Mi sovviene di Cosima

In questi giorni mi è venuta alla mente Il segreto di Cosima, una favola scritta da mia madre, Celeste Chiappani Loda, tratta dalla sua opera Dall'altra parte (favole e fiabe forse solo per adulti) (Torino, 2003). Questa favola è incentrata sulla danza e mi è molto cara per tre ragioni.

La prima ragione è il fatto che la favola in questione è nata ‑ assieme a tutti gli scritti contenuti nel volume citato ‑ dalla collaborazione di mia madre e di mio marito, Alexandre Rodichevski. Quest'ultimo ha fornito gli spunti, cioè, come viene spiegato nell'introduzione del volume, "idee-lampo, scaturite dalla fantasia in modo estemporaneo e rappresentanti [il] nucleo", mentre mia madre ha elaborato tale nucleo attraverso un "lavoro che indulge al dettaglio e che si avvale di una fantasia adeguata, la quale non prevarica mai un'attenzione scrupolosa alla realtà."

La seconda ragione è l'argomento: la danza accademica.

La terza ragione è costituita dei ricordi legati all'educazione culturale ricevuta dai miei genitori. Mia madre si occupò soprattutto della parte artistica e umanistica, mentre mio padre di quella scientifica. Quindi era principalmente mia madre a portarmi a mostre, spettacoli, conferenze ad argomento artistico, letterario, musicale, tersicoreo, mentre con mio padre privilegiavamo viaggi naturalistici ed incontri ad argomento scientifico.

In particolare Il segreto di Cosima ha mosso in me il ricordo di quando – bambina – i miei genitori mi portavano al Teatro alla Scala per farmi seguire alcuni tra gli spettacoli in cartellone.

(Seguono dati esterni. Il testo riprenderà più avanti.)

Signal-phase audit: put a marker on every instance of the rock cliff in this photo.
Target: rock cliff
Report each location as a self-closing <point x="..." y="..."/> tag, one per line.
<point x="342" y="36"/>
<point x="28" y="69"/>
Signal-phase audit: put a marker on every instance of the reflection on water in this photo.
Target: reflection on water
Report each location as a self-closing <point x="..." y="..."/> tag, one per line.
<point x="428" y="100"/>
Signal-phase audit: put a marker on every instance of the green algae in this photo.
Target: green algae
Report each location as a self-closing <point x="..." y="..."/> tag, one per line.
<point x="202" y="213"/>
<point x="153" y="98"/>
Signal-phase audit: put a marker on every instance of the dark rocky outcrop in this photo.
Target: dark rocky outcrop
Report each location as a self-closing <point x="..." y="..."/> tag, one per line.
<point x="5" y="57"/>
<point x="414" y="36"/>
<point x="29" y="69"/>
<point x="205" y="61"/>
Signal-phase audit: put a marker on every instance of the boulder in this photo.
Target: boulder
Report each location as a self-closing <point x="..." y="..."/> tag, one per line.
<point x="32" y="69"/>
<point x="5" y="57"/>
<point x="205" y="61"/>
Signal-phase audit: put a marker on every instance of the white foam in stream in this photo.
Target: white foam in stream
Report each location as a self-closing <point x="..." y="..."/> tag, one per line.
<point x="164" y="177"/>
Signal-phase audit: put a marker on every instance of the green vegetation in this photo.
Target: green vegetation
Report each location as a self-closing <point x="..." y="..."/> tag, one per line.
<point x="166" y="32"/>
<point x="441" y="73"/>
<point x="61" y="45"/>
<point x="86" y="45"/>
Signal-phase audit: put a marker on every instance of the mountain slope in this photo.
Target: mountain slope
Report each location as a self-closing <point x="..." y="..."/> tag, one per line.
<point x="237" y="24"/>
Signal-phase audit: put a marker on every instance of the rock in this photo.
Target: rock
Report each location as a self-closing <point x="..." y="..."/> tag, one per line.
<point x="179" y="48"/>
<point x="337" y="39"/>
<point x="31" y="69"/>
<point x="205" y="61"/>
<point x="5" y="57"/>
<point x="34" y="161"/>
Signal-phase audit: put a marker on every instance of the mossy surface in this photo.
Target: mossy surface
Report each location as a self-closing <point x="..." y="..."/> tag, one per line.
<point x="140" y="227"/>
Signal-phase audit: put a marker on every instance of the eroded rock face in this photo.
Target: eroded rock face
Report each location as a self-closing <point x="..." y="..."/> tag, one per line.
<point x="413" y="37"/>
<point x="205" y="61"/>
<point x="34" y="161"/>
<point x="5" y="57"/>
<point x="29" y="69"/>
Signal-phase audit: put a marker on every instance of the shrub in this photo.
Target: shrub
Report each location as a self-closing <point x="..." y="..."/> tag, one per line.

Amavo il Teatro alla Scala, per me tempio insostituibile. Ogni volta che vi andavamo, non potevo evitare una visita al suo museo. Per me, inoltre, rappresentava un rito, durante l’intervallo, lasciare la platea dove eravamo seduti, salire le scale che mi conducevano alle gallerie e aspettare che qualche porta si aprisse, lasciandomi intravedere da un’altra prospettiva l’interno di quei palchi che avevo osservato dalla platea. Tra i miei ricordi ci sono i velluti rossi e le maschere all'entrata, i profumi, il cicaleccio del pubblico prima che cominciasse lo spettacolo. Soprattutto c’è il momento in cui l’orchestra accordava gli strumenti. Allora non sapevo che l’accordatura seguiva regole precise: pensavo che gli orchestrali provassero coscienziosamente un’ultima volta i pezzi più difficili, prima che il direttore d’orchestra salisse sul podio. Rappresentava uno stordimento benefico, per me, il momento dell’accordatura: ultima piccola follia del coacervo di suoni che precede lo spettacolo. L’acme del prespettacolo. Poi silenzio e immobilità. Il direttore d’orchestra che entra nel golfo mistico, si accomoda sul podio e comprende in uno sguardo circolare i professori. La musica che comincia. Il sipario che si apre.

Questi ricordi affiorano vividamente ogni volta che rileggo Il segreto di Cosima. Ho invidiato – figurando me stessa ancora bambina – Cosima, per la possibilità che aveva di conoscere ogni angolo del teatro di cui suo padre era custode. Ho vissuto con lei l’emozione fortissima che la prendeva nell’entrare, non vista, nell’ufficio del direttore per venerare, una volta ancora, il primo tutù e le prime scarpette dell'étoile Irella Dian. E ho pensato a quale volto dare alla Dian: quale, cioè, tra i volti delle più grandi ballerine realmente vissute. Ma non ho portato avanti il gioco, sapendo che mia madre non si è riferita a nessuna étoile in particolare.

Non voglio addentrarmi a raccontare le mie reazioni nei confronti di quanto accade a Cosima, perché seguirei la trama della favola, svelando al lettore tutto quanto, sino alla parola fine inclusa. La tentazione, certo, è grande, ma mi ritiro in buon ordine e cedo il passo all'opera.